By also recognising spaces (white space), words can be formed. By recognising special characters, sentences can be formed. In this way, the entire document is in fact indexed and added to the metadata of the images.
By adding this data to the metadata, the document becomes searchable. This metadata can also be used for follow-up processes, for example by adding certain values to your workflows, so that the document can be processed automatically.
OCR is completely reliable
No, OCR on its own is not completely reliable, but a high degree of reliability can be created.
Because the software is based on pattern recognition and links it to the most plausible result (ASCII character), it is not 100% reliable. You can imagine that an “I” (uppercase i) and an “l” (lower case l) cannot be distinguished in this way. Another common error is between 0 and o.
The distinction between these pixel patterns is almost negligible, which is why it is difficult for the software to make a choice.
However, reliability can be significantly improved when the software works on context.
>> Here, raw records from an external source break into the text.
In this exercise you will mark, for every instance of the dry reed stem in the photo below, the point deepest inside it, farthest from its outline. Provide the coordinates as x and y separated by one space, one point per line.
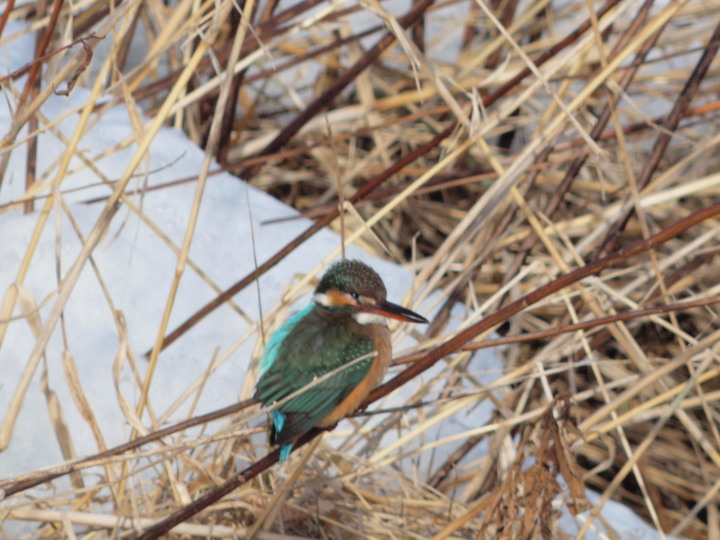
503 163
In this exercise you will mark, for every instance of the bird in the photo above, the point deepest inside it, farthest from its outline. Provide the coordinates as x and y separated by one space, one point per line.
346 323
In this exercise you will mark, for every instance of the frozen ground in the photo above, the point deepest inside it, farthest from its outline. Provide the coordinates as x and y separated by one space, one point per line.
136 264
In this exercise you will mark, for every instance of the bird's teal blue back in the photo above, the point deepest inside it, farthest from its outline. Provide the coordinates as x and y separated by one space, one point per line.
273 346
311 344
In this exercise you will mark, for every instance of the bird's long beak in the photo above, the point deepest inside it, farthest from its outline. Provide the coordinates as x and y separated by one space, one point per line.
393 311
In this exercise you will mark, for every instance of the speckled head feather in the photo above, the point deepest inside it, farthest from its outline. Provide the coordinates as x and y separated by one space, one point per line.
353 277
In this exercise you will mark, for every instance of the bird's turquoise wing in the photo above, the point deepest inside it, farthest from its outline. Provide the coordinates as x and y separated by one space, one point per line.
309 350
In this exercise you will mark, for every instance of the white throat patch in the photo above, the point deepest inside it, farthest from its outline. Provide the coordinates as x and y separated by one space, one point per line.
322 299
364 317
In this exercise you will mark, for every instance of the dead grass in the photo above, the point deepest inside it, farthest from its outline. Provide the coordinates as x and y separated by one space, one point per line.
557 139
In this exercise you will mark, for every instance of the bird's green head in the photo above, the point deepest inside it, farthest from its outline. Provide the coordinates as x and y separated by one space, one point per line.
352 286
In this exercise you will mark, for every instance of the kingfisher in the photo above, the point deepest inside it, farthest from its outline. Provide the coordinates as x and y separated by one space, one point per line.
346 323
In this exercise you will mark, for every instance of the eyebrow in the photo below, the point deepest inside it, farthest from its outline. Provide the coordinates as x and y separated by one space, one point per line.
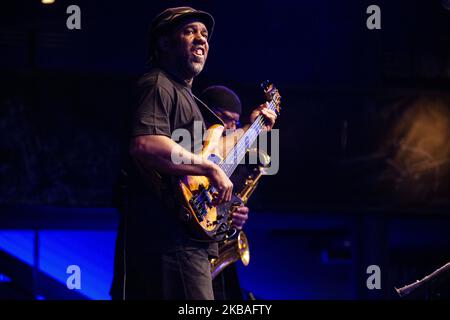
196 26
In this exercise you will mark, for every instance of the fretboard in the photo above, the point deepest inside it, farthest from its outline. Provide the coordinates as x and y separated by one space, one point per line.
237 153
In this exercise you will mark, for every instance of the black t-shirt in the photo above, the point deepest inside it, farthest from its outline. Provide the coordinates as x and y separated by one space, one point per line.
153 222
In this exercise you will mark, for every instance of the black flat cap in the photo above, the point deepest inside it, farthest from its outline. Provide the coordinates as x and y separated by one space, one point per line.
172 16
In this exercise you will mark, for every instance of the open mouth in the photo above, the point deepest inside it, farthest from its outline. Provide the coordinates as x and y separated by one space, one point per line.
199 52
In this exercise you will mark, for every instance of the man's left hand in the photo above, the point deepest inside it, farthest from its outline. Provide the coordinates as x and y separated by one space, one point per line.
269 116
239 217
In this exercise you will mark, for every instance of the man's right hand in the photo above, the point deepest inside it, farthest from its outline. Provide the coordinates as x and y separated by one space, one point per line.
222 183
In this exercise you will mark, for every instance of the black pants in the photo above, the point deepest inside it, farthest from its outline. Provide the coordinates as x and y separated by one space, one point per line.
226 285
176 275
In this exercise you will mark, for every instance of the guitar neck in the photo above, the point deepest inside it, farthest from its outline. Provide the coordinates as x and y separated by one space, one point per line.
237 153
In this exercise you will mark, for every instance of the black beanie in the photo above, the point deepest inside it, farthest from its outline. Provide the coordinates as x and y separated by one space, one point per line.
221 97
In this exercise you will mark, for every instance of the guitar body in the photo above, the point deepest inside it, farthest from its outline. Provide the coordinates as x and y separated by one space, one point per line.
209 222
196 194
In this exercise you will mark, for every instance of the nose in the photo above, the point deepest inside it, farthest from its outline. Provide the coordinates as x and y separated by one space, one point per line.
200 38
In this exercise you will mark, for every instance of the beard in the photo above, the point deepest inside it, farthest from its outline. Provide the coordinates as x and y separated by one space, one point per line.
192 65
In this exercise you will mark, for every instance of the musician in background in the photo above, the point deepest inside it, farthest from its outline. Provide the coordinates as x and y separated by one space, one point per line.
227 106
157 257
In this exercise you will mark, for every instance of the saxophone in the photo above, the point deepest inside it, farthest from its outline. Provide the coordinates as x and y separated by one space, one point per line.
237 248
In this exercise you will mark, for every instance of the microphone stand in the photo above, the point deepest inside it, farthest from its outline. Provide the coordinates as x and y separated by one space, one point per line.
403 291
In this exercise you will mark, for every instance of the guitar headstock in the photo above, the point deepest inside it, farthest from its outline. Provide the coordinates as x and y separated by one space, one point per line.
271 94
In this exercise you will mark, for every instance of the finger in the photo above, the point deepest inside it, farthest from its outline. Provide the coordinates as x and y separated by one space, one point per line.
221 196
229 193
242 210
242 217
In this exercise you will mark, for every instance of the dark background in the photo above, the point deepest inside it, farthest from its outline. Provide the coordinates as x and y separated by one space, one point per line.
364 132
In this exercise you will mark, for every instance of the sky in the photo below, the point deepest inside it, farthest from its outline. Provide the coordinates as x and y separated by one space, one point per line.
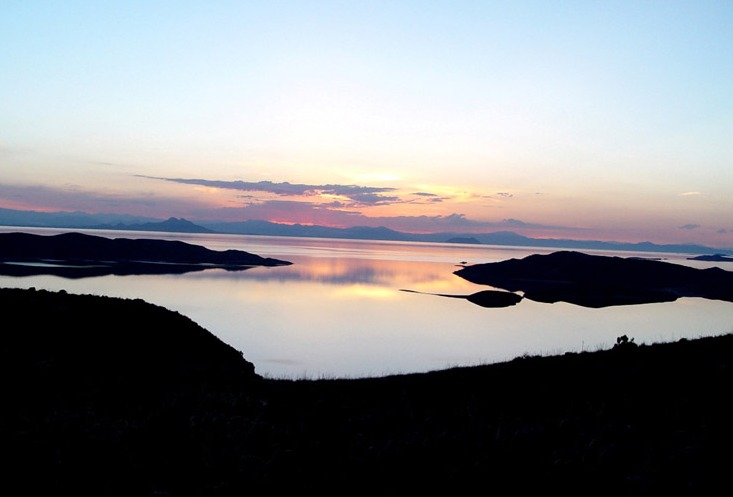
604 120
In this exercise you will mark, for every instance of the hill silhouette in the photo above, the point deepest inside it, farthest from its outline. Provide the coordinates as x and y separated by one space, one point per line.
81 255
117 397
600 281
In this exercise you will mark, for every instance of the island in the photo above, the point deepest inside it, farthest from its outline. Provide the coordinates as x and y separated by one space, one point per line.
119 397
712 258
600 281
77 255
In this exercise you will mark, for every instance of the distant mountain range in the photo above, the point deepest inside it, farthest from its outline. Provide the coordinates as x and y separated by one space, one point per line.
80 220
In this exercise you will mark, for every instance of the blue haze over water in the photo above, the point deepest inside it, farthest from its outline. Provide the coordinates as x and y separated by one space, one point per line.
339 310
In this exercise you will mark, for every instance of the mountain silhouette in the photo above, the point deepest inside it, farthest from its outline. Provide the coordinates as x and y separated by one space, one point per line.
600 281
81 255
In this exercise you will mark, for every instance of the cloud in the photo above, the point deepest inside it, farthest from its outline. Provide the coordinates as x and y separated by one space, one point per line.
359 195
73 198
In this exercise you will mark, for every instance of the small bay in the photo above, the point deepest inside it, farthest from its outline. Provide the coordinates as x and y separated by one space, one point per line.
340 310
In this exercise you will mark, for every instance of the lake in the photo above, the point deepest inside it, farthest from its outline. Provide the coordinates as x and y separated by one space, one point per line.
340 309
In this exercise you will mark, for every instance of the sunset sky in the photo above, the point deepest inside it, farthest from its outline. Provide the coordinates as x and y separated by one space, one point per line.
608 120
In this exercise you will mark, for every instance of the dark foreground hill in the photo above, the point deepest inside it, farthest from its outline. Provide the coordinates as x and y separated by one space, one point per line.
118 397
77 255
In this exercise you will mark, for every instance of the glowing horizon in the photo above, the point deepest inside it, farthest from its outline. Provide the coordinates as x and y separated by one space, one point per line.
588 121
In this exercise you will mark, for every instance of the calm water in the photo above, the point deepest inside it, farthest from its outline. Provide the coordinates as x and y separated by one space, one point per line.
339 311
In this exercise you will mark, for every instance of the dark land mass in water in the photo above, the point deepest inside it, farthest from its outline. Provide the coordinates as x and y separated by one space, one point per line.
600 281
118 397
76 255
485 298
713 258
172 224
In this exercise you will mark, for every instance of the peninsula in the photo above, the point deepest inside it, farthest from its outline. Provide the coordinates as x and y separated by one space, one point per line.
80 255
600 281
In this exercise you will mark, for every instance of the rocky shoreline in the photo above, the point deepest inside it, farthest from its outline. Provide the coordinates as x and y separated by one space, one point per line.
110 396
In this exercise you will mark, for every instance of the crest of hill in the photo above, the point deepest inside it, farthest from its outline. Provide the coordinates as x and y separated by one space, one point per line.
78 247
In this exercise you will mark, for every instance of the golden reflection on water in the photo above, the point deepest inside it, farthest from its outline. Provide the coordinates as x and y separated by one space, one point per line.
338 310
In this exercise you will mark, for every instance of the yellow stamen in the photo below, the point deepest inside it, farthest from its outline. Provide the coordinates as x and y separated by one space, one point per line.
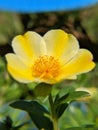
46 67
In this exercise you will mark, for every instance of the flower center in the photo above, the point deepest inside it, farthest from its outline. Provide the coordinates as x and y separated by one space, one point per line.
46 67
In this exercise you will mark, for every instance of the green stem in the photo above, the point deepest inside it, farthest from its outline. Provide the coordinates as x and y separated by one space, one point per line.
53 114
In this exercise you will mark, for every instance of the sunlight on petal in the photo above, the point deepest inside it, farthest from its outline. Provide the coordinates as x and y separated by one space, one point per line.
18 69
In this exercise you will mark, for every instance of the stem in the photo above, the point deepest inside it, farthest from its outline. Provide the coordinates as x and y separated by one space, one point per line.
53 114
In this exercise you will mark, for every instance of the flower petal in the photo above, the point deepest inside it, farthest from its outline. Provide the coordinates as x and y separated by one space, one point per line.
18 69
29 46
61 45
81 63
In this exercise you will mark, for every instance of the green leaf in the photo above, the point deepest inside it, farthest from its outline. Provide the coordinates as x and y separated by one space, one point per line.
37 112
60 109
76 95
42 89
81 128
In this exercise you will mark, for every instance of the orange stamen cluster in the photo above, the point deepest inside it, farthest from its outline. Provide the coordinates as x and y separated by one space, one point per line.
46 67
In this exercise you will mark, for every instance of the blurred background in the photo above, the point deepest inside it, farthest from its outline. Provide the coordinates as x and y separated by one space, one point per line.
77 17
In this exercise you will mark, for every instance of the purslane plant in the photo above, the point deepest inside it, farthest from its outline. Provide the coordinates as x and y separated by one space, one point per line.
48 60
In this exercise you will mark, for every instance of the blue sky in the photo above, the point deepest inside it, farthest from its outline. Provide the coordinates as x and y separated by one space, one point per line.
43 5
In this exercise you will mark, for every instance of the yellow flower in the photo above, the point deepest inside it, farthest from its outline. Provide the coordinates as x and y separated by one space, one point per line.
54 57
If you know that no numeric values can appear in the text, then the numeric values can be excluded and prevent (for example) the 0 from being recognised instead of the o.
This goes even much further, for example when working with word books (such as used in spelling checks), or formatting (such as used with zip code recognition). Then the quality of the recognition can increase considerably.
However, to achieve a 100% reliable result, you must apply a visual check. During a visual check, our software provides all characters (or words) that it has doubts about for a user to visual check. We are able to set the software parameters so that doubtful cases below a certain percentage are presented for visual inspection. This allows 99.99% certainty that the text is properly recognised.
It is often not necessary that the text throughout the document is 100% reliable, but a few key index fields are. For example, information necessary for subsequent steps in your process (indexing, classification, etc.). In this case the visual check only needs to be done on a few words in a given document so it does not have to take too much time (costs less).
Full text OCR
Characters are not the only elements that can be recognised; even the font, images and the layout in which the source text is formatted can be recognised. This type of OCR is also referred to as “Full text OCR”. We mainly apply this when recognising books or scanning editable documents.
Previously, only OCR A and OCR B fonts were supported for proper recognition. Nowadays almost all fonts are recognised by the software. Text formatting, logos, graphics, etc. are also recognised by the software. This makes an almost exact editable replica of the image.